The tall dark girl, who had borne herself so proudly during the dance, shivered and bent forward to warm her hands at the fire.

“Whew! It’s eerie!” she cried. “How I hate new years, and birthdays, and anniversaries that make one think! What’s the use of them, anyway? One ambles along quite contentedly in the daily rut—it’s only when one’s eyes are opened to see that it is a rut...”

“And that there are a solid three hundred and sixty-five days of it ahead!” chimed in the man with the firm chin and the tired eyes. “Exactly! Then one pants to get out.”

“And bowl triumphantly along the road in a C-spring carriage, or the very latest divinity in motor-cars!” laughed the beauty who sat in the corner of the oak settle, agreeably conscious that the background was all that could be desired as a foil to her red-gold hair, and that the dim light shed a kindly illusion over a well-worn frock. “I object to ruts of every kind and persuasion. They disagree with me, and make me cross, and I’m so nice when I’m pleased! The parsons say that prosperity makes people hard and selfish, but it is just the other way about with me. When there’s not enough to go round—well, naturally, I keep it all for myself; but so long as I have everything I want, I like other people to be happy. I really do! I’d give them everything that was over.”

She looked around with a challenging smile, and the others obediently laughed and applauded. It was fashionable to have a new rôle, and it was Claudia’s rôle to be honest, and quite blatantly selfish. She was pretty enough to carry it off, and clever enough to realise that her plain speaking served as a blind. No one believed for a moment that she was speaking the truth, whereas, if she had not distracted attention by waving this red flag, they must certainly have discovered the truth for themselves. Claudia’s god was self; she would have seen her best friend cut up into mincemeat, to provide herself with a needed hors d’oeuvre.
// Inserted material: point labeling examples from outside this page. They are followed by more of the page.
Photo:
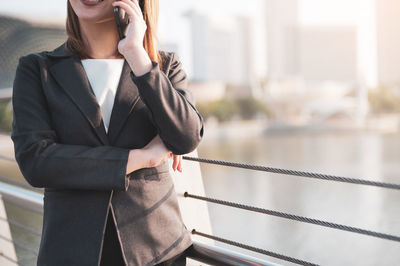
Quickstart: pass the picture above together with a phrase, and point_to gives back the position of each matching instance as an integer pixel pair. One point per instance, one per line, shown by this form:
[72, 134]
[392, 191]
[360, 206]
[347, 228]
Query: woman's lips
[91, 3]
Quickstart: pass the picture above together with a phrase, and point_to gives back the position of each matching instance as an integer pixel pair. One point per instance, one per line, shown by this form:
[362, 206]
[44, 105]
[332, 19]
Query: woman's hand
[155, 153]
[136, 27]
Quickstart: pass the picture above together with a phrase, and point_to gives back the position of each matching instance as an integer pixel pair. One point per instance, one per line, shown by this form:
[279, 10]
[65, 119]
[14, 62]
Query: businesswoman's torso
[104, 76]
[65, 142]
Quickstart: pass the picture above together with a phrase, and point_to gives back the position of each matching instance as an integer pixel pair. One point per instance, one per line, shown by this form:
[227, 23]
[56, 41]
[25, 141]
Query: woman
[95, 121]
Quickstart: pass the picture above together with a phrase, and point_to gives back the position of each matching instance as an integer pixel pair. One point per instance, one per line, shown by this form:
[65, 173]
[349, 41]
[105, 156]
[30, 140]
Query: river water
[353, 154]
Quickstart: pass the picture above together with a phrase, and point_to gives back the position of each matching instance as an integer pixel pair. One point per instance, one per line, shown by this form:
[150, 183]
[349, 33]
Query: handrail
[33, 201]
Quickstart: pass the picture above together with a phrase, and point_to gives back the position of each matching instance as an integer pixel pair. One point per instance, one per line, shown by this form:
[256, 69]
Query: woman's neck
[101, 38]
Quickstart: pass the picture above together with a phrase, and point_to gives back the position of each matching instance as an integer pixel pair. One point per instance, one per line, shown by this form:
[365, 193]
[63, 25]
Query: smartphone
[122, 20]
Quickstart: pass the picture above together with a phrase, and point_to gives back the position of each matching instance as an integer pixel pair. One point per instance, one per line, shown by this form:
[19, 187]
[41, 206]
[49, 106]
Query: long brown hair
[150, 14]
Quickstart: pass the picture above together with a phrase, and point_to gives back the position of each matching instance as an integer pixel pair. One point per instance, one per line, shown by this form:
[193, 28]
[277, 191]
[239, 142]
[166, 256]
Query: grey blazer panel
[60, 144]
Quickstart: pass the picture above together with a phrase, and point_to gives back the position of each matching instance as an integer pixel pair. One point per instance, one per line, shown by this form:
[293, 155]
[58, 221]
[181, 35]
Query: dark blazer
[61, 144]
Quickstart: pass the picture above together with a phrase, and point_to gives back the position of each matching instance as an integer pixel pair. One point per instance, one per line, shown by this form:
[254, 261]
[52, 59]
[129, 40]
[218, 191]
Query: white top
[104, 76]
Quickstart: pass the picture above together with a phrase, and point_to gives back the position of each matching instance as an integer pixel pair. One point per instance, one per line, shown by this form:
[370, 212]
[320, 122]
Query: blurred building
[221, 48]
[17, 38]
[282, 20]
[388, 40]
[327, 53]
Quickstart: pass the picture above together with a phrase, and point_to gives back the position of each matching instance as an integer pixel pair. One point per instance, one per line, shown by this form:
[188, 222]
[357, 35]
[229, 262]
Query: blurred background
[311, 85]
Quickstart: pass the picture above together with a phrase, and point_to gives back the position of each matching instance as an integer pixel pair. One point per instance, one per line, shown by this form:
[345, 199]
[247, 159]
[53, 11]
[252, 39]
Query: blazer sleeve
[171, 106]
[42, 160]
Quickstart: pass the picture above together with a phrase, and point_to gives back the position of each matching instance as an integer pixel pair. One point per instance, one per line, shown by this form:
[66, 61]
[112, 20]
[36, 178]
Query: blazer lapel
[70, 74]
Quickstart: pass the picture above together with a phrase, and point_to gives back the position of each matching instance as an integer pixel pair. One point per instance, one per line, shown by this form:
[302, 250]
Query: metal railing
[215, 255]
[33, 202]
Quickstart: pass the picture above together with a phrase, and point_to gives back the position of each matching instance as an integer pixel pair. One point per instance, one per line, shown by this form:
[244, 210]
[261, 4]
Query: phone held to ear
[122, 19]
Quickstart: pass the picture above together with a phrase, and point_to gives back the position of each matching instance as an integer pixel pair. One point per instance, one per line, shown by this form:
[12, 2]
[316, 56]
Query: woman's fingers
[134, 7]
[180, 163]
[175, 162]
[129, 9]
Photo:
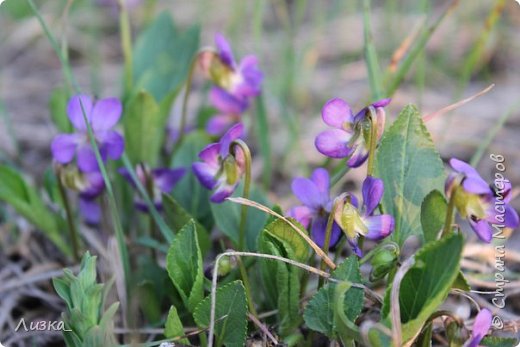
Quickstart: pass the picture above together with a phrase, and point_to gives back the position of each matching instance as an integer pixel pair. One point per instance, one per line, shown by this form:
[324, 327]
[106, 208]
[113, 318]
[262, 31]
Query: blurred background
[310, 51]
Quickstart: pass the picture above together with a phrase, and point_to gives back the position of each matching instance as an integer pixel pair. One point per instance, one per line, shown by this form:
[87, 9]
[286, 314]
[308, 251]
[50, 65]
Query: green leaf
[494, 341]
[281, 282]
[188, 192]
[433, 215]
[176, 217]
[410, 167]
[144, 129]
[319, 312]
[320, 315]
[285, 234]
[27, 202]
[344, 327]
[58, 108]
[162, 56]
[230, 314]
[173, 327]
[426, 285]
[184, 265]
[227, 217]
[461, 282]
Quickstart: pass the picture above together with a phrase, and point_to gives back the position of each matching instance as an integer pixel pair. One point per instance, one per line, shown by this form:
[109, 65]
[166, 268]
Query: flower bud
[348, 218]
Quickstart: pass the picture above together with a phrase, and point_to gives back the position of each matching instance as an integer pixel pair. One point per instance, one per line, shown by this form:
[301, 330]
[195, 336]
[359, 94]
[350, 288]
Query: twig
[307, 239]
[306, 267]
[456, 105]
[263, 328]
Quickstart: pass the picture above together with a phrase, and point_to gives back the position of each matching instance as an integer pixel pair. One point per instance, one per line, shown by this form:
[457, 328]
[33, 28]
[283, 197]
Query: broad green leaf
[230, 314]
[188, 192]
[176, 217]
[410, 167]
[153, 285]
[27, 202]
[58, 108]
[494, 341]
[344, 327]
[433, 215]
[285, 234]
[184, 265]
[281, 282]
[319, 314]
[162, 56]
[227, 217]
[144, 129]
[425, 338]
[426, 285]
[173, 327]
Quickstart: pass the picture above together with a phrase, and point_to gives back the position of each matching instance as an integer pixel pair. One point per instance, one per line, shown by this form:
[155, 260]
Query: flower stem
[328, 232]
[449, 215]
[247, 186]
[373, 141]
[339, 173]
[70, 219]
[187, 92]
[126, 46]
[243, 220]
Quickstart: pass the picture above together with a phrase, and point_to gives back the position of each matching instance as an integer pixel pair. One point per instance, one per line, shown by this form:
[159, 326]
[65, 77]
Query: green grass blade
[479, 153]
[114, 214]
[416, 49]
[374, 71]
[262, 133]
[469, 64]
The tall man with the large head and the sharp, hawklike features, sprang to his feet, and stood in the centre of the circle, aflush with excitement.

“Ruts!” he repeated loudly. “What’s the matter with us all is we’re content with ruts! The thing which depresses me most at the beginning of a year is to look back and realise the futility, the weakness, the lack of progress. Great heavens! how much longer are we to be content with ruts? Our youth is passing; in a short time it will have gone. What have we done with our years? If we had been worthy the name, we should have been done with ruts by now, they would have been paved over with a smooth white path—the path to fortune! We should have walked along it—our own road, a private road, forbidden to trespassers!”

A girl seated on an oak stool, in the shadow of the settle, raised her quiet eyes, and watched him while he spoke. She was a slim, frail thing, with hair parted in the centre and coiled flatly round her head. She had taken the lowest seat, and had drawn it into the shadow, but now she leaned forward, and the firelight searched her face. She was not beautiful, she was not even pretty, she was small and insignificant, she had made no effort to join in the conversation, and now, as John Malham finished speaking, she shrank back into her corner, and became once more a frail, shadowy shape; nevertheless, a beholder who had been vouchsafed that one glimpse would have found himself turning once and again to that shaded corner. He would have wanted to see that girl again; he would have been conscious of a strange attraction towards her; he would have asked himself curiously was it liking, or—hate?

The girl said nothing, but a man by her side punctuated the pause by a laugh. He was a handsome fellow, with a bright, quizzical face and a pair of audacious blue eyes.

“Oh, be hanged to fortune!” he cried loudly. “Be hanged to flagged paths! They’re the deepest ruts of all, if you could but see it. What’s wrong with us all is lethargy, slackness, the inability to move of our own accord. What we get matters nothing, it’s the getting that counts! Why, when I think of the whole wide world lying open, waiting, beckoning, and of fellows like myself pacing every day of our lives in a square mile cage in the City, I—I—” (he snapped his fingers in a frenzy of impatience) “I wonder how long I can carry my chains! They’ll snap some day, and I’ll be off, and it will be a long good-bye to the civilised world.”